Honorable mention: absolutely anything MTV has done. I hate MTV and all its works, but The Real World really was the reality show that launched a thousand ships and shut down music videos being played on MTV. Road Rules, The Osbournes, Punk'd -- all these shows should be punishable by death. For some reason game shows like Deal or No Deal get mentioned in this category -- given that it's a game show with absolutely no skill involved, it has to be mentioned; Grease! You're the One That I Want! -- for having a god awful title and bad premise, again, this show already existed, it was called open auditions; Kid Nation - Alas, I know far more about this program than I can disclose.

Just for the record, this top 5 has made me more angry than perhaps any other.

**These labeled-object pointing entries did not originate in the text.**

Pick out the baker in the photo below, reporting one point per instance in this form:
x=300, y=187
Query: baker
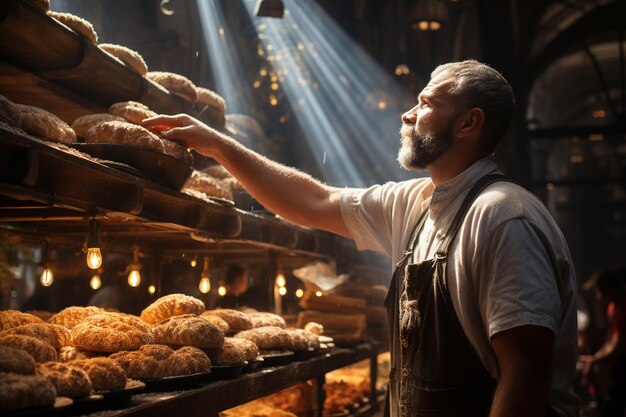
x=481, y=306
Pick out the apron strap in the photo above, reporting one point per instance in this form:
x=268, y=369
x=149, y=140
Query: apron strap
x=477, y=188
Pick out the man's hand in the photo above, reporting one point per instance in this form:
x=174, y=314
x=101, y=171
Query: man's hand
x=187, y=131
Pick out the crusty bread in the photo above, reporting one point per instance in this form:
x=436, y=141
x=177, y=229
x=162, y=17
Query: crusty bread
x=188, y=330
x=176, y=84
x=236, y=320
x=17, y=361
x=38, y=349
x=111, y=332
x=105, y=374
x=129, y=57
x=55, y=335
x=234, y=352
x=19, y=392
x=123, y=133
x=204, y=183
x=218, y=321
x=68, y=381
x=77, y=24
x=157, y=361
x=36, y=121
x=82, y=124
x=171, y=305
x=270, y=337
x=132, y=111
x=264, y=319
x=71, y=316
x=14, y=318
x=70, y=353
x=186, y=360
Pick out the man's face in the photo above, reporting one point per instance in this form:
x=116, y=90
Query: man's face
x=427, y=128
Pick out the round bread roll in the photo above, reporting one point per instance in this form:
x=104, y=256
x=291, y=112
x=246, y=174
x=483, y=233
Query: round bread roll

I am so furious at the absolute trash that people voluntarily subject themselves to that I may not be able to sleep. I enjoy irony, but man...there's a line, and everything mentioned above (on any of these lists) crosses it. I have watched no reality show that I know of, though I know educated people who enjoy The Amazing Race, so I will assume it to be less horrific than most (even though I know from my limited experience in viewing it, that it also suffers from any number of faulty premises).

3 comments:

Roughly Speaking... said...

To defend Steve Phillips, it was actually Jim Duquette who traded Kazmir for Zambrano.

Steve Phillips still sucks, mind you. But he didn't make that stupid trade.

Ryan said...

Re: Phillips. Touche.

And yes, I set out with this list in the hope of being, you know, jovially funny...and I just ended up hating things.

Ryan said...

re: Last Comic Standing. Doug Benson was on LAST season (not even a few years ago when I suppose you could argue he was only marginally famous), and he lost because an audience voted him off, which is reason enough not to watch the show.